Uzunca bir aradan sonra merhaba!

Haziranda yazılara nokta koyup yollara düşmüştüm. Son yazım ‘‘seçimden geçime dönüş’’ başlığını taşıyordu. Milletvekili ve cumhurbaşkanı seçiminden sonra ekonominin vitrini yenilenmiş; Nurettin Nebati’nin yerine Mehmet Şimşek atanmıştı.

Ben de şöyle bir öngörüde bulunmuştum:

‘‘Olacak olan şu: Haziranda enflasyona bir TÜİK freni daha gelecek. Ücretler ve emekli maaşları TÜİK enflasyonuna göre ayarlanacak. Markete gideceksin, yeni maaşınla bir ay önce aldığından daha az ürün alabildiğini göreceksin. İster söver, ister şükredersin…’’

Keşke haksız çıksaydım…

Eylül ortasında Türkiye’ye döndüm, Antalya Havalimanı’nda ilk şoku yedim. Giderken, evden havalimanına 190 lira taksi parası vermiştim, gelirken taksimetre 335 lira yazdı.

Ertesi gün markete gittim, hazirandaki etiketlerin pek çoğu katlanmış.

Benim emekli maaşımla yaptığım bir hesap var. İlk maaşımla hangi temel gıda maddesinden ne kadar alabiliyordum, zaman içinde ne oldu diye bakarım. Bu gıda maddelerinden biri kıyma. 2001 ekim ayı itibariyle bağlanan ilk emekli maaşım 70 küsur kilo kıyma ediyormuş. Bu miktar 2022 sonunda 34 kiloya, 2023 mayıs sonunda 26 kiloya düşmüştü. Markette baktım, orta yağlı kıyma 370 lira olmuş. Temmuz ayında zamlanan maaşımı 370’e böldüm. Ne göreyim; benim kıyma 24 kiloya düşmüş. Üç ayda iki kilosu daha çalınmış.

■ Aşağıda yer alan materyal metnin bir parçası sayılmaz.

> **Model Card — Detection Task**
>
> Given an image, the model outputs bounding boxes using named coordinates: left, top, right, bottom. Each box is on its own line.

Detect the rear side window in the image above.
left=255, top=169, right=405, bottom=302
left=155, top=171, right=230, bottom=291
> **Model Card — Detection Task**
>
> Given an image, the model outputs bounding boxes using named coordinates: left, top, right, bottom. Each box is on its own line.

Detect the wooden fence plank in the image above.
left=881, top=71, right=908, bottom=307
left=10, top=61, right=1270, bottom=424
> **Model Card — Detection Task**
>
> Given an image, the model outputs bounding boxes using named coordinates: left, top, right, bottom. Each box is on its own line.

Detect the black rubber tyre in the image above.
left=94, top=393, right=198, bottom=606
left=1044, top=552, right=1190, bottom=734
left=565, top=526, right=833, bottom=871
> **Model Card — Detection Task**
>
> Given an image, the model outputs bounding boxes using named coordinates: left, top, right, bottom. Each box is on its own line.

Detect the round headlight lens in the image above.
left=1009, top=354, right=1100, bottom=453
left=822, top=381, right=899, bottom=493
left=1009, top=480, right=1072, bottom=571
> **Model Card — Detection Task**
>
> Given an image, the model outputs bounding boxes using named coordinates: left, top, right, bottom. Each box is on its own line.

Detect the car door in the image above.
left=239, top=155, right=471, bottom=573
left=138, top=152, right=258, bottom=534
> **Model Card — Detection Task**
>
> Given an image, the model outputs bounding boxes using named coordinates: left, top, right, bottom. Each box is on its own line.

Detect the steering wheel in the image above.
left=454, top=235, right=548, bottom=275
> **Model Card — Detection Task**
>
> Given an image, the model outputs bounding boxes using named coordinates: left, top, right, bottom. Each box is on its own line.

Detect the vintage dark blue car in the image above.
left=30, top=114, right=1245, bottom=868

Hak yemeyim; marketlerde soğan ve patates ucuzlamış. Fakat aynı hafta semt pazarına çıktığımda gördüm ki, o ucuzluk da geçici.

Çünkü daha güncel olan pazardaki fiyatlar, marketlerin iki katı. Marketler büyük bağlantılar yapıp ürünü uzun vadeli alıyor. Gerektiğinde çok düşük kârla satabiliyor. Ucuza sattığı ürünle müşteri çekerek, kardan zararını başka ürünlerle telafi ediyor. Pazarcı ise en fazla bir haftada satabileceği kadar mal alıyor, fiyatları son durumu yansıtıyor.

Yerel seçim nedeniyle fiyatlara zorlama frenlemeler, maaşlara bayram şekeri babından dokunuşlar olmazsa, gelmekte olan günler geçenleri aratacağa benziyor.

Dışarıdayken, önemsediğim ekonomi kararları, kritik atama ve yargılamalar gibi bazı olayları izlemenin dışında haberlerden de uzak durmuştum. Kafam, kalbim rahattı.